Весь ход столкновений и пререканий, бывших между поручиком Державиным и саратовским комендантом, показывает, что такое явление в столь серьезную для правительства, и вообще всего народа, минуту могло иметь место лишь при полнейшем отсутствии местного единовластия или единоначалия. И действительно, сколько мы ни вчитывались в равные ордера и инструкции, даже секретные, данные Державину, мы не могли ясно себе усвоить: каким образом молодой поручик Державин, имея поручение стеречь побег Пугачева на Иргиз, считал себя отдельным начальником, не подчиненным ни местному губернскому, ни местному воинскому начальствам, и, как [204] кажется, имел некоторое стремление считать себя невполне подчиненным даже самому главнокомандующему, графу П. И. Панину, ибо в переписке с Бошняком ссылался на то, что действует по секретной коммисии, имеющей поручения от самой императрицы, и что его требования все обязаны исполнять. Неменьшая неурядица царствовала и в Саратове, в котором распоряжались двое: комендант, имевший своего начальника в астраханском губернаторе, и Лодыжинский, у которого было свое особое начальство в Петербурге.

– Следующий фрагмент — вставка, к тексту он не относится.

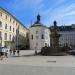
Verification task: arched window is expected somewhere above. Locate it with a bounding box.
[31,35,33,40]
[5,24,7,29]
[0,21,2,27]
[13,28,14,32]
[41,34,44,39]
[10,26,11,31]
[12,36,15,42]
[5,33,7,40]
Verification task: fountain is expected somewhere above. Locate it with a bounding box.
[41,21,70,56]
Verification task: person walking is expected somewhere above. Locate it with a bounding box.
[13,50,16,56]
[9,49,12,55]
[5,49,8,58]
[34,46,37,55]
[17,50,20,56]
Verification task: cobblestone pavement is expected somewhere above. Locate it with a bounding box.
[0,50,75,75]
[0,64,75,75]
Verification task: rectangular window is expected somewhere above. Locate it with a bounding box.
[9,34,11,40]
[13,28,14,32]
[31,35,33,40]
[41,34,44,39]
[0,31,2,38]
[12,36,15,42]
[16,29,19,34]
[5,24,7,29]
[0,21,2,27]
[10,26,11,31]
[10,18,11,22]
[6,15,7,19]
[5,33,7,40]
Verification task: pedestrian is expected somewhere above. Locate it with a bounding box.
[35,50,37,55]
[34,46,37,55]
[17,50,20,56]
[9,49,12,55]
[5,50,8,58]
[13,50,16,56]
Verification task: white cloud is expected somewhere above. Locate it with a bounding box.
[40,2,75,26]
[64,11,75,16]
[6,0,43,12]
[4,0,75,26]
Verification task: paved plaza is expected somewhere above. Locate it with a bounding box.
[0,50,75,75]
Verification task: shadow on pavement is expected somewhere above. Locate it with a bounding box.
[21,54,35,57]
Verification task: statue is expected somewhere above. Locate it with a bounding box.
[41,21,70,56]
[50,21,60,47]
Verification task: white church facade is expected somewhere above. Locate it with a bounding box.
[29,15,50,50]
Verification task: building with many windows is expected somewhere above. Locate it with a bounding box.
[58,25,75,49]
[50,23,75,49]
[0,7,28,50]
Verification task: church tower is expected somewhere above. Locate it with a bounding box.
[29,14,50,50]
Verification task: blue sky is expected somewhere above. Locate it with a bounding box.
[0,0,75,28]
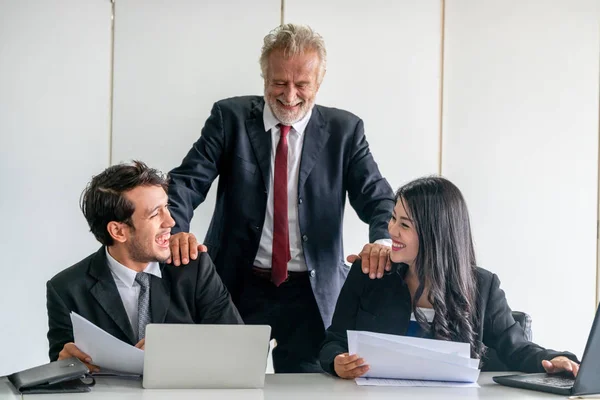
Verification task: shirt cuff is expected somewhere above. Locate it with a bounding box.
[374,238,392,247]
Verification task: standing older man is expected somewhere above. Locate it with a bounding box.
[167,24,394,373]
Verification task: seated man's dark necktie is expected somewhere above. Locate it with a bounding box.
[271,124,291,286]
[135,272,151,341]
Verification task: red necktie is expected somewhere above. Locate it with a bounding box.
[271,124,291,286]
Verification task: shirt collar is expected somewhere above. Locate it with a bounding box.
[105,247,162,288]
[263,98,313,136]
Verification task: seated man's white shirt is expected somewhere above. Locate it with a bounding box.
[105,248,162,336]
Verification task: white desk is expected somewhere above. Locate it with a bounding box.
[1,373,566,399]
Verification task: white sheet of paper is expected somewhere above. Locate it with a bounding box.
[348,330,481,383]
[356,377,480,388]
[351,331,479,369]
[349,330,470,357]
[71,312,144,374]
[359,341,480,382]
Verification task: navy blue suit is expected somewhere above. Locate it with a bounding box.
[167,96,394,371]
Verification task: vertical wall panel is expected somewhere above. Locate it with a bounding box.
[0,0,111,375]
[286,0,442,257]
[443,0,600,355]
[112,0,280,241]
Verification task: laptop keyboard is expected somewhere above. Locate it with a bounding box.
[523,376,574,388]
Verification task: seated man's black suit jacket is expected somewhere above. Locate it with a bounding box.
[47,247,242,361]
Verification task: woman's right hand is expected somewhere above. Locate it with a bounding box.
[334,353,369,379]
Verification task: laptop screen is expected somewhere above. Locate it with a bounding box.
[572,305,600,396]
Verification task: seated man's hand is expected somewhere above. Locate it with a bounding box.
[542,356,580,377]
[58,342,100,373]
[334,353,369,379]
[135,339,145,350]
[167,232,208,266]
[346,243,391,279]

Если Державина нельзя обвинять в том, что его инструкции были невполне ясны и определенны, равно как и его служебные отношения к местным властям, нельзя того же сказать о его образе действия в Саратове. Из письма Державина в Лодыжинскому, еще от 7-го июля 1774 г. (№ 126, в V томе сочинений Державина), видно, что он, по выезде из Саратова губернатора Кречетникова, стал сноситься не случайно, а намеренно, с полным сознанием, не с комендантом, а с главноприсутствующим конторы опекунства иностранных колонистов, статским советником Лодыжинским, поясняя, что он, Лодыжинский, «в городе особа всех старшая более всех власти и команды имеющая».

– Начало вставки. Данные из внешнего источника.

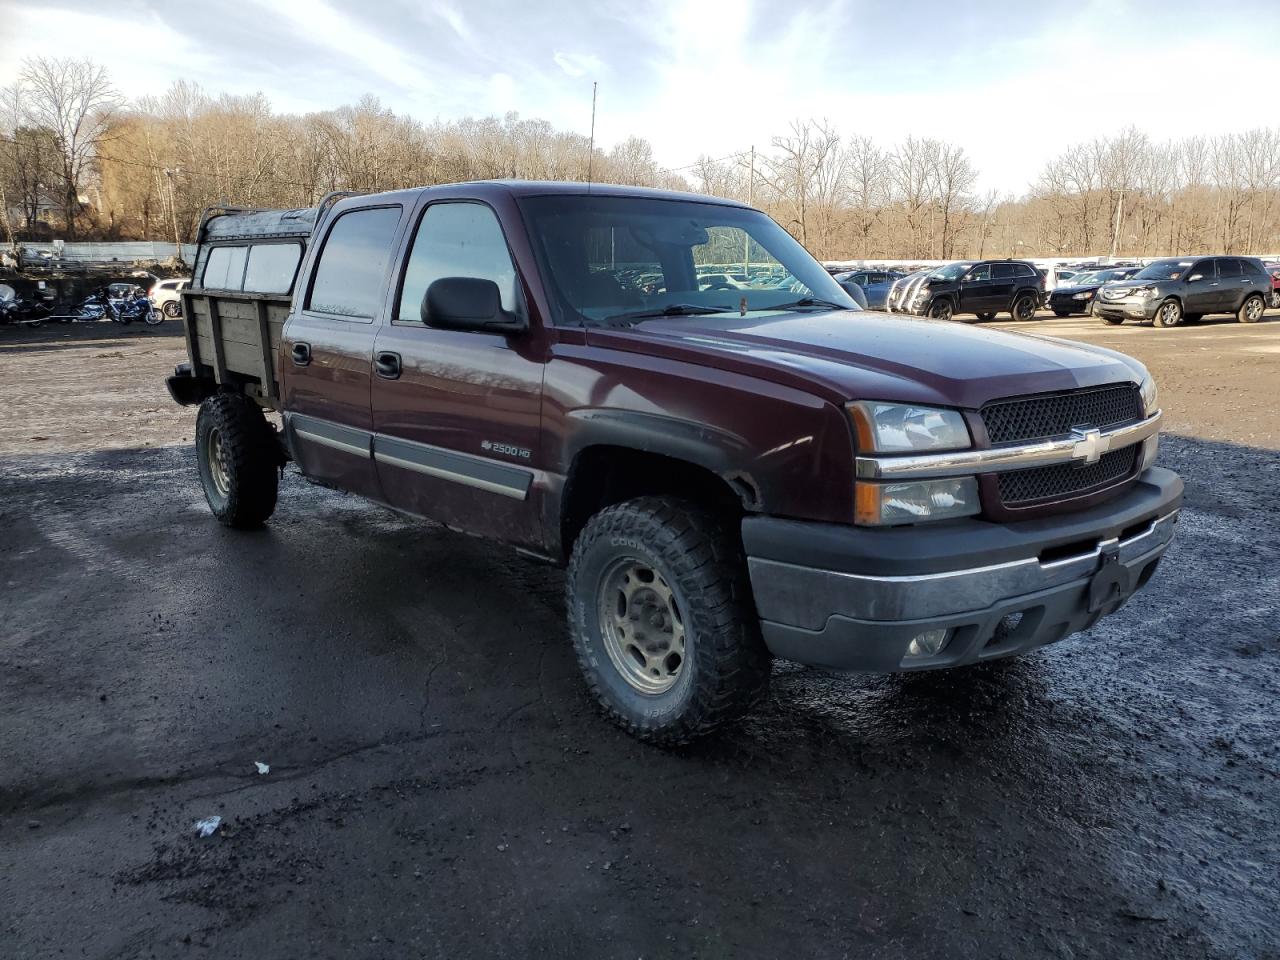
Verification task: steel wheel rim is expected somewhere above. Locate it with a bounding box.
[1160,302,1180,325]
[1246,297,1263,320]
[206,427,231,497]
[597,557,685,695]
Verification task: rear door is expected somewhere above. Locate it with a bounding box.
[990,263,1020,311]
[370,199,545,547]
[282,203,407,500]
[1213,257,1247,311]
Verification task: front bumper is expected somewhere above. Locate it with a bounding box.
[743,467,1182,672]
[1094,295,1159,320]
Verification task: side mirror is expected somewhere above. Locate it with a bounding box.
[1187,274,1203,283]
[422,277,525,333]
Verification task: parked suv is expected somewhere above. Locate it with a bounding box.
[165,182,1179,744]
[1094,256,1273,328]
[886,260,1043,322]
[149,278,190,319]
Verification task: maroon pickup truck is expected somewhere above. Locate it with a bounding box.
[166,182,1181,743]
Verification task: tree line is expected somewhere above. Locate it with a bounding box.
[3,58,1279,261]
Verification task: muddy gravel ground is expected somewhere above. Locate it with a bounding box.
[1,314,1278,959]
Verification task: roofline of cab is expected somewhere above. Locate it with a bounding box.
[324,179,756,217]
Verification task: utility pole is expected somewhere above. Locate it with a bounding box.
[164,167,182,258]
[1110,190,1124,259]
[586,82,597,185]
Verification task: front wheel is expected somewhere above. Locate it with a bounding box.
[1270,290,1280,309]
[975,312,996,322]
[143,307,163,325]
[1238,294,1266,323]
[195,393,281,528]
[1053,310,1072,318]
[1100,314,1125,325]
[1153,298,1183,328]
[928,299,953,322]
[566,497,770,745]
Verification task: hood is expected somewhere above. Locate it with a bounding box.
[1053,282,1102,295]
[586,310,1144,410]
[1103,278,1165,292]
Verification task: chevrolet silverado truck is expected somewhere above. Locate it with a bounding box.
[166,182,1181,744]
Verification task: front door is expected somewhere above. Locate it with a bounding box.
[1183,259,1219,315]
[281,203,407,501]
[370,200,546,549]
[959,263,996,313]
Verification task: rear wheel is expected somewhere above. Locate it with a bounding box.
[566,497,770,745]
[195,393,281,528]
[1053,310,1072,318]
[928,299,953,322]
[1269,290,1280,309]
[1153,298,1183,328]
[975,312,996,322]
[1238,294,1266,323]
[1012,294,1038,321]
[163,300,181,318]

И так, если семя раздора и почин двоевластию еще прежде существовали в г. Саратове, то, во всяком случае, наш высокоразвитый и даровитый поэт семя этого раздора укрепил, а двоевластие как-бы узаконил.

Далее, всякий согласится, что авторитет местных начальников с появлением мятежников падал ежеминутно и что это окончательно губило дело. Во все время пребывания в Саратове, Державин, несмотря на высокое свое положение особо доверенного лица и офицера гвардии, авторитета законного начальника гор. Саратова ни в чем не поддержал, а заручаясь протестами его противников и горожан, значительно, если не окончательно, уронил. Могли ли доверять коменданту во время критической минуты жители г. Саратова и воинские команды, когда за несколько суток перед тем Державин, по донесению Бошняка, всяческими «ругательными и весьма бесчестными словами его поносил и бранил и намеревался как осужденного арестовать». [205]

Конечно трудно сказать, что случилось-бы, еслибы приняли предложение Державина относительно способа защиты города, так как из всей команды 700 человек — надежных оказалось около 60. Быть может, такая горсть людей не в силах была бы устоять в поле против толпы более чем в 10,000 человек и удержать ретраншемент близь казарм точно так же, как они не устояли и за укреплениями городского вала.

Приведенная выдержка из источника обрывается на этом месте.